A este fenómeno se suman otros procesos psicológicos, como el sesgo de confirmación —que lleva a buscar información que refuerce lo que ya creemos— y la identidad social, que fortalece la necesidad de pertenecer a un grupo que se percibe como virtuoso frente a los demás. En la práctica, esta idea de superioridad se convierte en un recurso político.
Esta retórica divide el espacio político en bandos opuestos e irreconciliables.
Los discursos suelen presentar las propuestas propias no solo como alternativas viables, sino como la opción “correcta” desde el punto de vista ético. De este modo, los rivales no son descritos como contendientes legítimos, sino como símbolos de inmoralidad, egoísmo o corrupción. Esta retórica divide el espacio político en bandos opuestos e irreconciliables: el pueblo frente a la élite, los patriotas frente a los traidores, los justos frente a los corruptos.

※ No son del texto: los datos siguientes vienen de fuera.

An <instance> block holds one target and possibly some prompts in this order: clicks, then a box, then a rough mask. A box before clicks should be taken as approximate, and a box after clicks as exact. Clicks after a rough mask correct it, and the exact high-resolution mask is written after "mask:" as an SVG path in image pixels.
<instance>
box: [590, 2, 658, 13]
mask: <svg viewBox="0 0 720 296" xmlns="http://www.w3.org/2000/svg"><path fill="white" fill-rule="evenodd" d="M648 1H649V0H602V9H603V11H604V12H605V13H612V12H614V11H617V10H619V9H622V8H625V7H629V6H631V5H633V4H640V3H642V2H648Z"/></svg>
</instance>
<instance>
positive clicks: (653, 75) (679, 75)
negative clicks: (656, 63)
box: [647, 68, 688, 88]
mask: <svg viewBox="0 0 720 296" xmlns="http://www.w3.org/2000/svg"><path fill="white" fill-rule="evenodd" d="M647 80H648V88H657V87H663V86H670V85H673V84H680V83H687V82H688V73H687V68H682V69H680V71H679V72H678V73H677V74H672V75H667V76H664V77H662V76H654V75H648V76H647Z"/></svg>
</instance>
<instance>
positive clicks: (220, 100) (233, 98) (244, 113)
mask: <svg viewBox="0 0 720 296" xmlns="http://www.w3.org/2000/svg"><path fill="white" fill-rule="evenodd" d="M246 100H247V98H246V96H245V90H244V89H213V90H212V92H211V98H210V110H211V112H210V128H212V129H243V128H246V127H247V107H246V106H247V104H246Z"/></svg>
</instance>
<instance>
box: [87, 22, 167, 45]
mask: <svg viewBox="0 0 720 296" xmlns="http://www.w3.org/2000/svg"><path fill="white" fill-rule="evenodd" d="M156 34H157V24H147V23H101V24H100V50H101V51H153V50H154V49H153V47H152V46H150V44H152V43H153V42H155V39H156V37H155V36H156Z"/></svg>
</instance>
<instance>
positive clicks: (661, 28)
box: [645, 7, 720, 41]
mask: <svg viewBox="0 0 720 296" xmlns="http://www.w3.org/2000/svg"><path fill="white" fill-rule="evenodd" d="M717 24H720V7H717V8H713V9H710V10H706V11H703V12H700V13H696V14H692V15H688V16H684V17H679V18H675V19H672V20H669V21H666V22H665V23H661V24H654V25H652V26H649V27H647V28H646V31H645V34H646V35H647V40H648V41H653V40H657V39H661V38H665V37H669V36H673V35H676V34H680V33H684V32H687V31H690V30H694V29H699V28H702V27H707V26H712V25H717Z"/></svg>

Tanto en la izquierda como en la derecha aparece este recurso, aunque se exprese con valores diferentes. Unos lo hacen en nombre de la justicia social y los derechos humanos; otros, apelando a la tradición, la familia o la identidad nacional. En ambos casos, la consecuencia es la misma: la idea de que solo un grupo encarna la virtud y que el adversario carece de legitimidad moral.
Las consecuencias para la democracia son serias. Cuando un sector se atribuye la verdad moral absoluta, se reduce la disposición a negociar y a reconocer la validez del otro. El debate deja de ser un intercambio de argumentos y se convierte en una lucha donde lo que está en juego no son simples ideas, sino la dignidad y el valor ético de las personas.
No solo se rechazan las posturas contrarias, sino que se desprecia a quienes las defienden.
Este escenario alimenta la polarización afectiva, en la que no solo se rechazan las posturas contrarias, sino que se desprecia a quienes las defienden. Esto erosiona la confianza en las instituciones, debilita los consensos y hace más difícil la convivencia política.
La política necesita convicciones firmes y principios éticos claros, pero no puede caer en el dogmatismo moral. Defender valores es legítimo y necesario, siempre que no implique negar la legitimidad del que piensa distinto. Reconocer que pueden existir visiones diferentes sobre el bien común, aunque no las compartamos, es parte esencial del pluralismo democrático.
Frente a la tentación de imponer una supuesta verdad única, el desafío es sostener los propios principios con firmeza, pero sin descalificar a los demás. Solo de esta manera se evita que la política se transforme en un campo de batalla moral y se recupera su verdadero propósito: construir acuerdos que hagan posible la convivencia en medio de la diversidad.